Теперь матушка с сестрой одиноки: вот главнейшая причина выхода моего в отставку. Недавно дошло до меня известие, что Иван Иванович Эгмонт скоропостижно умер, оставив Володе имение в образцовом порядке.
Пятигорск, гористый маленький городишко на реке Подкумке. С десяток улиц, сотни три деревянных домиков, ванны, галереи. Бульвар небольшой, но тенистый; здесь утром и вечером играет полковая музыка.
У Найтаки в задней комнате по ночам сражаются в банк и штосе. Азартных игроков немного, но все наперечет. При игре постоянно присутствует отставной генерал Марин, герой двенадцатого года, на костыле и в очках. Марин человек веселый и очень общительный; сегодня я выслушал от него на прогулке забавный анекдот.
В тринадцатом году отряд Марина стоял в каком-то польском местечке. Владелец фольварка, богатый и важный пан, предложил постояльцу поохотиться. Марин согласился, и они поехали, сопровождаемые казаками. Вдруг поляк остановил коня и шепчет: «Зайонц!» Марин в самом деле видит зайца, целится, стреляет: заяц ни с места. Стреляет опять: то же самое. Поляк хохочет: «Примус априлис, пане!» Вместо зайца было чучело. Марин нахмурился: «Смеяться над русским офицером? Эй, казаки, всыпать ляху сотню нагаек!» Мигом донцы стащили пана с седла; бедняк обезумел и начал плакать. «Примус априлис!» — со смехом крикнул Марин.

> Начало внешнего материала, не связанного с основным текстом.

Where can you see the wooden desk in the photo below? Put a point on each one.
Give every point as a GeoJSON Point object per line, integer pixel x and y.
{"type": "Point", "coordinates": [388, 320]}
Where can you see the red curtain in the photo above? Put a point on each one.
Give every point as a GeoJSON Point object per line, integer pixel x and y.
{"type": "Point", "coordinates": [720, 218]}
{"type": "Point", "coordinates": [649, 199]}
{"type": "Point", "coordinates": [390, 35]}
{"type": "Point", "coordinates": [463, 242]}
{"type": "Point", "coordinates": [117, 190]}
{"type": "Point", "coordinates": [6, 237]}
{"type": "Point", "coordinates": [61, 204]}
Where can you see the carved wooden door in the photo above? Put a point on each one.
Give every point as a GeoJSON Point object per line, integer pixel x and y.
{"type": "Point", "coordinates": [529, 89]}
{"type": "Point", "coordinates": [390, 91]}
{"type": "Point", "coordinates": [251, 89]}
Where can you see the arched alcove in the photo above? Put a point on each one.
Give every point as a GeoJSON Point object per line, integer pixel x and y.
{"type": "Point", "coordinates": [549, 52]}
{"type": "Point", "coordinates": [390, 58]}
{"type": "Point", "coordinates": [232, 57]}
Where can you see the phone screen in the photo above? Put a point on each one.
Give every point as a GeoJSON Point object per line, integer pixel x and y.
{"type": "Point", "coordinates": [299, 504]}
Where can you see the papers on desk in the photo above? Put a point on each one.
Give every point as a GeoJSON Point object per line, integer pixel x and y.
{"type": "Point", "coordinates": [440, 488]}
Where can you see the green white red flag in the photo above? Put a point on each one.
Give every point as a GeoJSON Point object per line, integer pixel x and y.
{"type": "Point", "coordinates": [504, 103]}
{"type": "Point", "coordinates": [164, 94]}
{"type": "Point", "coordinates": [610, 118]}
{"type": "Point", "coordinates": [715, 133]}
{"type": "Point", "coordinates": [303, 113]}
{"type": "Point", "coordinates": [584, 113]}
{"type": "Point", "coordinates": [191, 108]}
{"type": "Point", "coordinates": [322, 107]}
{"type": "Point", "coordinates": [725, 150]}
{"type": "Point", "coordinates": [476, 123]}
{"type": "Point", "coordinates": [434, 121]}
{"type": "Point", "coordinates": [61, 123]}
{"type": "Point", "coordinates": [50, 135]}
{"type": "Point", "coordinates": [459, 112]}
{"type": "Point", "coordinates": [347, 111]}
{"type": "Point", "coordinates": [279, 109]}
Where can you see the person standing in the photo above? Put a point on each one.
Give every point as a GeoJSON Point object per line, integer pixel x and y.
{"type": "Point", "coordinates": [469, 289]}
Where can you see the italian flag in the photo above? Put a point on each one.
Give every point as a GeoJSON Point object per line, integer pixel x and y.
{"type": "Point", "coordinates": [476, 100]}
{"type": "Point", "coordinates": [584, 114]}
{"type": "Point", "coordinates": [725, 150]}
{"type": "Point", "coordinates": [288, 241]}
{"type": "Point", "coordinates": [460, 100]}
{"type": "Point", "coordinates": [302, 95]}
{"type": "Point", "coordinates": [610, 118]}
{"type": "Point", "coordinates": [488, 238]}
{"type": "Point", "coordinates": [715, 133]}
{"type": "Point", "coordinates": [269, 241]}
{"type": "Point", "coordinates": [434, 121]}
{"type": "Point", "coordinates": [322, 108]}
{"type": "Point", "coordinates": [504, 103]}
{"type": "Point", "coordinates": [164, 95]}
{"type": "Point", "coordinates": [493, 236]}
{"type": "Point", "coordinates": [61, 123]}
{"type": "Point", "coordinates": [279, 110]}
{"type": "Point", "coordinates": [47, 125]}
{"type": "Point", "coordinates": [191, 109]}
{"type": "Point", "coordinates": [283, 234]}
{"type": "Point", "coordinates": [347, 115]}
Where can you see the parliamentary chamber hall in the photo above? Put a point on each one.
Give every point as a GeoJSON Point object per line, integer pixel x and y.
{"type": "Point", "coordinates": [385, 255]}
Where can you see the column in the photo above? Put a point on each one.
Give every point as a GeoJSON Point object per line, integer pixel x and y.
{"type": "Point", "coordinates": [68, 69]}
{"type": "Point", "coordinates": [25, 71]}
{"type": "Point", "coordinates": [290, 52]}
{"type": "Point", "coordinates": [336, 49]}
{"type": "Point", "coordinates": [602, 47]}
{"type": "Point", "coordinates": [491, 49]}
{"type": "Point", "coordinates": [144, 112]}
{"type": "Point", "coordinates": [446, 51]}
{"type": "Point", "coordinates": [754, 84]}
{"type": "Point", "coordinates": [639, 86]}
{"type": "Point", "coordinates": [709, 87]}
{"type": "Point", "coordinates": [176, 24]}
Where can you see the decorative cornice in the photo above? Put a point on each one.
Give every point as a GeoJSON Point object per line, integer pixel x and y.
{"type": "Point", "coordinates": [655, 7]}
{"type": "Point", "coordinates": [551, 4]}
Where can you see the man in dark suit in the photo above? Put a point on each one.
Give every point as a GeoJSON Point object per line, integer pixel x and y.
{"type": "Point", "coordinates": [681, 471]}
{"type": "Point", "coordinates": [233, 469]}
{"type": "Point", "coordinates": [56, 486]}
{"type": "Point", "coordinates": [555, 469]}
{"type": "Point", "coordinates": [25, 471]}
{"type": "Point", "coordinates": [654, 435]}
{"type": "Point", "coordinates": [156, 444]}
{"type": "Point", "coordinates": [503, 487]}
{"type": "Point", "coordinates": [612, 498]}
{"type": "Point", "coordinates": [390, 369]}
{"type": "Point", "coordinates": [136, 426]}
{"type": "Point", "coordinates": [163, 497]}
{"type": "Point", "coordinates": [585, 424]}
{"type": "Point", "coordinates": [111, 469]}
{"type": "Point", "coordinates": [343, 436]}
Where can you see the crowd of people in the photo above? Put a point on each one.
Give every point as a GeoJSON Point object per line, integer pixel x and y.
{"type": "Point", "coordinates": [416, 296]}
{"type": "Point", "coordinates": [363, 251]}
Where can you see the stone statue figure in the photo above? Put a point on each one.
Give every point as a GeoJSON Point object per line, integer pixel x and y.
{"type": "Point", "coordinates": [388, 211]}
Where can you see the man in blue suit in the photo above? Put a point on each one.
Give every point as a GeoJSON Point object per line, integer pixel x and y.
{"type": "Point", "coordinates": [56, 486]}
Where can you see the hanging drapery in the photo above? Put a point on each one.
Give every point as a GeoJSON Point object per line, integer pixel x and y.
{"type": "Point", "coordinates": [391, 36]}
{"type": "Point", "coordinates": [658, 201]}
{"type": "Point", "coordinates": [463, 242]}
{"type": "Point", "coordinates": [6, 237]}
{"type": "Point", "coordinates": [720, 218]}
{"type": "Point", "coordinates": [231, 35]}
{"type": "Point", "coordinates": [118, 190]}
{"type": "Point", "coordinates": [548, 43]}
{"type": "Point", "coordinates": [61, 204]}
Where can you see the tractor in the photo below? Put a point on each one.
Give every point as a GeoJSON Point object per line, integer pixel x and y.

Генерал в Пятигорске с дочерью, молодой девушкой. Ее неизменный кавалер путейский поручик Арнольд сообщил мне любопытный способ откармливания телят. Новорожденного теленка подвешивают и непрерывно поят свежими сливками с толченым миндалем. Через полгода превращается он в огромную тушу с тонкими ножками и белой блестящей кожицей. Такая телятина имеет вкус сливок и ценится на вес золота.
— Воля ваша, сударь, как вам угодно, а только Ермошка от рук отбился, — сказал Николеньке старый Илья, подавая умываться. — Вот извольте послушать.
Под окном заливался детский голос:
— Это он Ивана нашего дразнит.
— И что же Иван?
— Что Иван? Ведь он у нас, известно, блаженный. Пущай, слышь, поет, покудова мал: как вырастет, перестанет.
Илья подал барину длинный чубук и пошел за чаем. Вбежал Мишель, смеющийся, румяный, в расстегнутом армейском сюртуке.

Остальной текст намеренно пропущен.